Expected Output: A merged DataFrame with exactly 1 row (for Jan 2), as that is the only overlapping date. Jan 1 and Jan 3 are dropped.


📄 Test Plan: calculate_grid_kpis
Function Purpose: Extracts the latest actual demand and forecast values from a pivoted DataFrame and calculates the forecast error (delta).

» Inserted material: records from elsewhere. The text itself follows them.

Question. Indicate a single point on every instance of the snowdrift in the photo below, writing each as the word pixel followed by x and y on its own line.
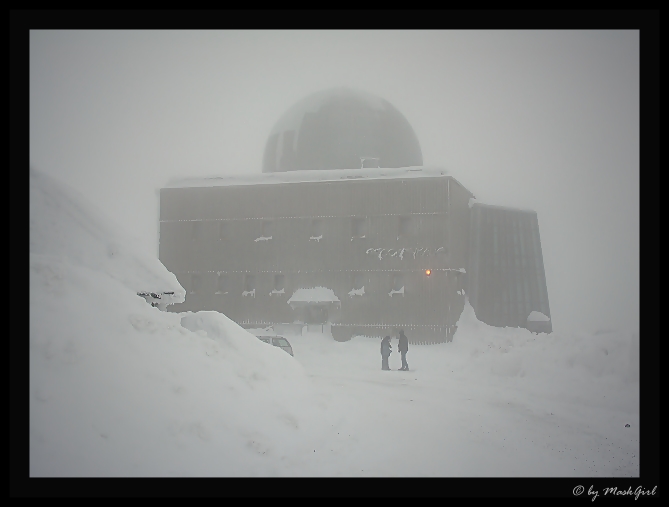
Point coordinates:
pixel 119 388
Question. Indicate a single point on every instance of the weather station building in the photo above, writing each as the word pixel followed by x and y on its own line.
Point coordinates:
pixel 345 228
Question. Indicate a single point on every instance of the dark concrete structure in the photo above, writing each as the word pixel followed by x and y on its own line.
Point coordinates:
pixel 362 248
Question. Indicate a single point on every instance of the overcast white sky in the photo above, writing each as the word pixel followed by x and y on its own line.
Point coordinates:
pixel 547 120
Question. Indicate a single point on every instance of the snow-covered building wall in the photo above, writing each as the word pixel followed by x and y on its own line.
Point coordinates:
pixel 381 230
pixel 393 240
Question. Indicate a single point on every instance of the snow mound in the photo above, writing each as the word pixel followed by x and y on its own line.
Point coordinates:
pixel 66 228
pixel 119 388
pixel 573 363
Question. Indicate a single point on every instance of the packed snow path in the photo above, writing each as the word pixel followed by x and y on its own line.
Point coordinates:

🟢 Test Case 1: Happy Path (Standard Valid Data)
Scenario: The function receives a properly formatted DataFrame with both "Demand" and "Day-ahead demand forecast" columns, sorted with the latest data in the first row.

Input (df_pivot): * Row 1 (Latest): Demand = 5000 | Day-ahead demand forecast = 4800

Row 2: Demand = 4900 | Day-ahead demand forecast = 4950

Expected Output: (5000, 4800, 200) (Calculation: 5000 - 4800 = 200)

🟡 Test Case 2: Edge Case - Missing Column
Scenario: The API returns incomplete data, resulting in a DataFrame that is missing the "Day-ahead demand forecast" column.

Input (df_pivot):

Row 1: Demand = 5000 | (No forecast column exists)

Expected Output: (None, None, None) (The function should catch the KeyError and fail gracefully without crashing the app).

🟡 Test Case 3: Edge Case - Empty DataFrame
Scenario: The function receives a completely empty DataFrame (e.g., due to an API failure upstream or aggressive filtering).

Input (df_pivot): pd.DataFrame() (0 rows, 0 columns)

Expected Output: (None, None, None) (The function should catch the IndexError or check for emptiness and return None values).